This is a redacted sample built to show the shape and depth of a real Investor-Readiness Review. "Bowlwise" - a consumer app for personalized dog nutrition and vet-aligned feeding plans - is invented, and the numbers and findings are illustrative. A real review uses your own model, deck, and data, and its verdict is specific to your company.
Bowlwise has a real wedge and early retention most pre-seed pet apps never reach. It is not ready to open a $1.5M round in its current form, because three things will fail diligence: the CAC math is presented in a way an investor will see through, the ask is ahead of the traction, and the model overstates Year-2 revenue by roughly 3x on one formula alone. None are fatal; all are fixable in about six weeks. Raising now means raising into those gaps and getting marked down on them. Raising once they're fixed is the difference between a soft round and a clean one.
This is not "you aren't good enough." It is "you're about to leave the round's terms on the table by going early."
Scored 0-3 per criterion (0 = absent, 1 = weak, 2 = adequate for stage, 3 = a strength an investor will underwrite). Benchmark is pre-seed.
| Criterion | Score | Note |
|---|---|---|
| Market & timing | ||
| Problem clarity | 3 | Real, repeated pain; owners over-rely on generic feeding advice. |
| Market sizing, honest | 2 | Top-down TAM inflates; the reachable wedge is strong on its own. |
| Why now | 2 | Vet-telehealth normalization is the real tailwind; the deck buries it. |
| Product & traction | ||
| Evidence of demand | 3 | Organic waitlist conversion is the best signal in the file. |
| Retention | 2 | Month-3 retention solid; cohort depth too short to claim more. |
| Differentiation | 2 | Vet-alignment is defensible; the "AI" framing is not. |
| Team | ||
| Founder-market fit | 3 | Clinical co-founder is a genuine credibility asset. |
| Gaps acknowledged | 1 | No growth owner; the deck implies it's solved. |
| Unit economics | ||
| CAC, defensible | 1 | Blended CAC hides a rising paid CAC (see 03). |
| LTV basis | 1 | LTV uses an unsupported 30-month lifetime. |
| Margin clarity | 2 | Subscription margin clear; affiliate margin overstated. |
| Financials | ||
| Model integrity | 1 | Year-2 revenue overstated ~3x (see 03). |
| Burn & runway | 2 | Burn is honest; runway math is fine. |
| Use of funds | 2 | Directionally right, not tied to milestones. |
| Round logic | ||
| Ask vs traction | 1 | $1.5M is ahead of what $18K MRR supports. |
| Valuation realism | 1 | Target cap is well ahead of $18K MRR; expect a markdown. |
| Investor fit | 2 | Targeting generalist seed funds who'll pass; pet-aware angels fit better. |
The model is structurally sound, but three issues change the story an investor reads.
The deck shows a $14 blended CAC. Backing paid spend out of the model gives a paid CAC of ~$47, and it's rising month over month. For consumer pet apps the benchmark band is $50-150, so $47 isn't alarming - but presenting it as $14 blended is, because an investor finds the real number quickly and then discounts everything else you've claimed.
Subscription revenue applies the trial-to-paid conversion rate to total installs rather than to active users. Since only ~30% of installs are active in a given month, this inflates the paid-subscriber count - and therefore revenue - by roughly 3x. Corrected for this alone, Year-2 revenue drops from the ~$6.4M shown to ~$2.1M. This is the single highest-value fix in the engagement: a clean, conservative model you can defend line by line is worth more in the room than an aggressive one you can't.

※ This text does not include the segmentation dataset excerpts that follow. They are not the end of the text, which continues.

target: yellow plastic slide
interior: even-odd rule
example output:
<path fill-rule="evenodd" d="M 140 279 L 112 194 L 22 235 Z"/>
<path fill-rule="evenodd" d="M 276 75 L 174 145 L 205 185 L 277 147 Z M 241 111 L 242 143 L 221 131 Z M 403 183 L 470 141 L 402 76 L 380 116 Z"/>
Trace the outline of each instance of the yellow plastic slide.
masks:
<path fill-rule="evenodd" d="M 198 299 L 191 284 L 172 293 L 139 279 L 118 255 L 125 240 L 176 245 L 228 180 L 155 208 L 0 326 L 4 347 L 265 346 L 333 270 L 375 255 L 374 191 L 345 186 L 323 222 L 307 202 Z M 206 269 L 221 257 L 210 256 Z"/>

The $12B top-down TAM is disconnected from a $18K-MRR reality and reads as deck-filler. The bottom-up reachable number is smaller and far more persuasive, because it's believable and it shows you understand your own funnel.
The traction slide mixes what's done with what's planned. Separate them. "Launching a vet-partnership channel" is a milestone, not traction; folding it in makes an investor distrust the rest of the slide.

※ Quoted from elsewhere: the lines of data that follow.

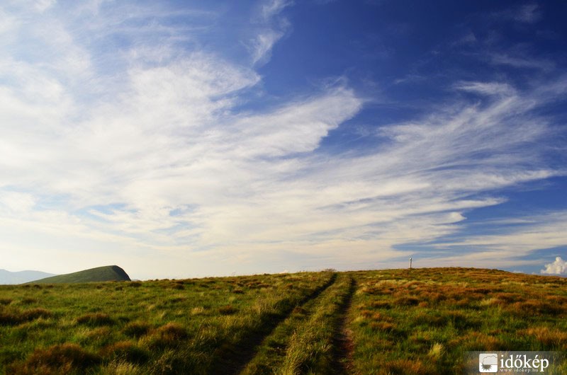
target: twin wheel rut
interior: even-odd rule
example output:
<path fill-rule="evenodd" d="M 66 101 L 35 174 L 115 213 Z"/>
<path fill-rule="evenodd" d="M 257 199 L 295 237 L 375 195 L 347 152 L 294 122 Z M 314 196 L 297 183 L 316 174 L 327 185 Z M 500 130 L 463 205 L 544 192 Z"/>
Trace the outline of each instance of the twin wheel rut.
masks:
<path fill-rule="evenodd" d="M 333 337 L 330 342 L 332 345 L 332 369 L 330 374 L 336 375 L 347 375 L 354 373 L 352 361 L 353 344 L 349 329 L 347 313 L 351 307 L 352 296 L 356 289 L 356 282 L 352 277 L 347 277 L 349 278 L 349 282 L 346 287 L 347 290 L 342 294 L 339 308 L 335 316 L 336 324 L 333 326 Z M 335 273 L 327 283 L 302 300 L 296 309 L 298 307 L 303 308 L 310 304 L 317 304 L 318 299 L 322 298 L 322 294 L 337 283 L 337 274 Z M 260 346 L 267 340 L 279 325 L 291 316 L 293 311 L 292 309 L 284 316 L 272 319 L 264 330 L 251 333 L 247 338 L 245 342 L 238 347 L 225 351 L 223 357 L 213 366 L 211 374 L 237 375 L 243 372 L 249 362 L 252 361 L 254 356 L 257 355 Z M 310 312 L 309 315 L 311 315 L 313 311 Z"/>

Every investor will ask who runs acquisition. "We'll hire post-raise" is an acceptable answer - but only if you name the gap yourself. Implying it's handled is the tell that costs you credibility.
The single most important move: fix the model and the CAC slide before anyone outside the room sees the round. Everything else compounds off being trusted on the numbers.